What is the production period of the Honda Beat and who was involved in the design of the Honda Beat?

The Honda Beat was manufactured from May 1991 to February 1996. The original car design was a collaboration between Pininfarina and freelance stylist Pavel Husek.

How many Honda Beat units were produced in total? Are there special editions of the Honda Beat?

Approximately 33,600 Honda Beat units were manufactured. Special editions such as Version F, C, and Z were produced between 1992 and 1993.

What is the engine configuration of the Honda Beat?

The Honda Beat features a transversely-mounted, water-cooled, all-alloy inline-three engine.

How much does the Honda Beat weigh, and what is the top speed of the Honda Beat?

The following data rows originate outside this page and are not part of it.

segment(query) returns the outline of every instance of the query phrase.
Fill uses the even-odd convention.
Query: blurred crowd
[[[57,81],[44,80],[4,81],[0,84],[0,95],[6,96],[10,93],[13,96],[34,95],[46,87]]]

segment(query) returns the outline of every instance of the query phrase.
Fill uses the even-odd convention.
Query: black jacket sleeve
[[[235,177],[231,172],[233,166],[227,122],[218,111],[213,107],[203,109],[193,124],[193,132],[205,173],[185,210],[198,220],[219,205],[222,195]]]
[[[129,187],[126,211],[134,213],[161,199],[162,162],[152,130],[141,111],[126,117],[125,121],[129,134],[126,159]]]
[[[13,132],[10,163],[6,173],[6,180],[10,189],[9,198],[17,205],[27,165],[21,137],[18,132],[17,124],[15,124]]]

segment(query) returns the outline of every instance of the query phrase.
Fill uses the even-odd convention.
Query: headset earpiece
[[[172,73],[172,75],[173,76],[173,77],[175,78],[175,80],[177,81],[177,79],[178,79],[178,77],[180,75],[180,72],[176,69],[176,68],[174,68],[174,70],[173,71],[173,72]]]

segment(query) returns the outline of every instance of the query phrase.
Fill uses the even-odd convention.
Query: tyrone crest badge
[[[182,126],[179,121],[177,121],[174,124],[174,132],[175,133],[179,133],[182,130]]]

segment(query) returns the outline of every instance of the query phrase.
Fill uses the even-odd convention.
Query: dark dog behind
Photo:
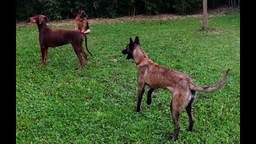
[[[35,15],[30,18],[31,23],[36,23],[39,31],[39,43],[42,53],[42,64],[43,67],[48,58],[48,48],[70,43],[79,60],[79,70],[82,69],[82,58],[84,63],[87,63],[87,55],[82,49],[84,33],[70,30],[51,30],[46,25],[47,17],[45,15]]]
[[[88,34],[90,30],[89,29],[89,23],[88,23],[88,16],[86,14],[86,12],[82,10],[79,10],[75,17],[75,30],[82,31],[86,34]],[[85,37],[85,42],[86,42],[86,48],[88,53],[92,56],[90,52],[88,50],[87,46],[87,36]]]
[[[196,91],[209,93],[221,89],[226,83],[227,77],[230,74],[229,69],[226,71],[222,79],[214,86],[207,87],[198,86],[186,74],[161,66],[148,58],[141,49],[138,37],[135,38],[134,42],[130,38],[130,43],[122,53],[127,54],[126,59],[133,58],[136,65],[138,65],[138,90],[137,112],[141,110],[141,102],[146,85],[150,87],[147,93],[148,105],[151,103],[151,95],[155,89],[167,89],[173,94],[170,111],[174,124],[174,132],[172,141],[178,139],[180,130],[178,119],[180,113],[183,110],[186,110],[189,117],[190,125],[188,130],[192,131],[194,118],[191,109]]]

The Honda Beat weighs approximately 760 kg (1675.51 lb). The top speed is electronically limited to 83 mph (133.57 kph) per domestic regulations.


The Honda Beat ought to be at the top of your list of vehicles to consider if you’re looking for a sports car that’s unlike anything else on the road but yet wants to keep costs down. Even though the automobile has many problems, such as low power and storage capacity, we urge you to test drive it and enjoy its enjoyment.